INTERVIEW: Ma administration doesn’t understand ‘government’

NEW BOSS, NEW RULES A former Taiwan Foundation for Democracy member said the KMT didn’t respect decisions that were made under the former DPP government

By Chiu Yen-ling  /  STAFF REPORTER

Michael Hsiao (蕭新煌), who recently resigned from his position as a member of the supervisory board of the Taiwan Foundation for Democracy (TFD), said in an interview last Monday that since the inauguration of President Ma Ying-jeou (馬英九), the government has displayed a skewed understanding of the word “government.”

“It seems that only the Chinese Nationalist Party [KMT] government qualifies as a government, while the Democratic Progressive Party [DPP] government was not a government,” he said.

As a result, members of the TFD, the Overseas Chinese Culture and Education Foundation and the Council for Hakka Affairs have been replaced for a variety of reasons, Hsiao said.

“I think this is frightening,” Hsiao said.

In response to speculation that the government wanted former KMT legislator Huang Teh-fu (黃德福) to take over as president of the TFD, Hsiao said no one would raise an eyebrow as long as a suitable person was chosen as replacement, but that in his view, “Huang is too partisan.”

Hsiao said what he found frightening about the government was that “while it criticizes others, it turns around and does exactly the same thing that it is criticizing others for doing.”

The Council for Hakka Affairs used to hold a meeting every two months, he said, but since Ma became president, the meetings are often skipped.

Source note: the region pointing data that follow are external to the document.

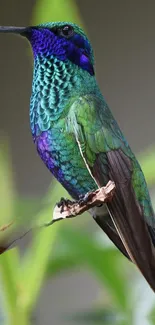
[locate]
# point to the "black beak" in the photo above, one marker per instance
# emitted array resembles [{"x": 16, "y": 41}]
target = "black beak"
[{"x": 16, "y": 30}]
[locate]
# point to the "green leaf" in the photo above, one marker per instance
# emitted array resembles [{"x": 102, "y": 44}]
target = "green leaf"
[
  {"x": 147, "y": 161},
  {"x": 56, "y": 10}
]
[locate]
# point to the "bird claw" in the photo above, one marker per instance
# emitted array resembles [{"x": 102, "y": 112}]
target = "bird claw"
[
  {"x": 64, "y": 203},
  {"x": 83, "y": 199}
]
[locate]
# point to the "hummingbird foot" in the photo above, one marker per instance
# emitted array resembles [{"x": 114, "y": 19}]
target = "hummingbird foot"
[{"x": 63, "y": 203}]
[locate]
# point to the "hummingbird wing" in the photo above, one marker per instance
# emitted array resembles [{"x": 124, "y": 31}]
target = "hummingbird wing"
[{"x": 108, "y": 156}]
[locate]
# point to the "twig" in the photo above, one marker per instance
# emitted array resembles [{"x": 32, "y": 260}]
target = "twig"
[
  {"x": 70, "y": 209},
  {"x": 65, "y": 209}
]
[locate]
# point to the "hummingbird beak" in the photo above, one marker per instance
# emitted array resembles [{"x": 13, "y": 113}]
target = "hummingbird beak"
[{"x": 15, "y": 30}]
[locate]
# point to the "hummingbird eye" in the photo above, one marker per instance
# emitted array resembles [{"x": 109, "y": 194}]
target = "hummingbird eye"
[{"x": 66, "y": 31}]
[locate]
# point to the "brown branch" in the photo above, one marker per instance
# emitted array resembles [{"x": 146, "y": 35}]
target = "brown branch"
[
  {"x": 63, "y": 210},
  {"x": 70, "y": 209}
]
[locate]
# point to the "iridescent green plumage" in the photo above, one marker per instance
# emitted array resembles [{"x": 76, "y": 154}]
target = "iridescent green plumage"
[{"x": 80, "y": 142}]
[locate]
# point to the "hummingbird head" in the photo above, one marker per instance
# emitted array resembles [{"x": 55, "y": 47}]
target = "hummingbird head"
[{"x": 62, "y": 40}]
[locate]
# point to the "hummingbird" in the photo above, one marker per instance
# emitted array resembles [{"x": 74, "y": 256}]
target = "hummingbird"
[{"x": 80, "y": 142}]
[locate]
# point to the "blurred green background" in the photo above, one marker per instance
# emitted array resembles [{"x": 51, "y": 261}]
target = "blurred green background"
[{"x": 71, "y": 273}]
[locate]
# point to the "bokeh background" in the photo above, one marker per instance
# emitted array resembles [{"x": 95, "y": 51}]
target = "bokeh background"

With new council members set to be appointed next week, Hsiao said the government’s approach to handling groups like the council “is to avoid holding regular meetings and then appointing new members once the terms are up.”

Hsiao said the Overseas Chinese Commission’s Overseas Chinese Culture and Education Foundation had also replaced board members. Although it was within the government’s rights to appoint board members, he questioned whether the new members had sufficient expertise.

Hsiao said he suspected that although the government claimed the changes were being made to improve the groups, they were in fact politically motivated.

There were also reports that the Foundation for Excellent Journalism Award, the National Culture and Arts Foundation and the Public Television Service — which all cooperated well with the previous government — have had problems applying for funds since Ma took office and that lower officials were afraid to contact the Ma government.

Hsiao said he felt these were the most objectionable aspects of the Ma administration.

Despite the fact that there had been a change in government, cooperation with all these organizations should still be possible, but the present government refuses to cooperate with any organization that had good relations with the former DPP government.

“This is very serious,” he said. “And this must come from the top, with lower-level staff afraid to question it.”

Hsiao said the Ma government is active when it comes to replacing people, but passive when it comes to cooperation. It uses these two approaches to deal with agencies, foundations and other green organizations in the DPP periphery, he added.

“This is very unprofessional,” he said. “They have completely misunderstood the fact that there is only one government. It seems only the KMT government qualifies as a government, and that when someone else is in power, they are [something different].”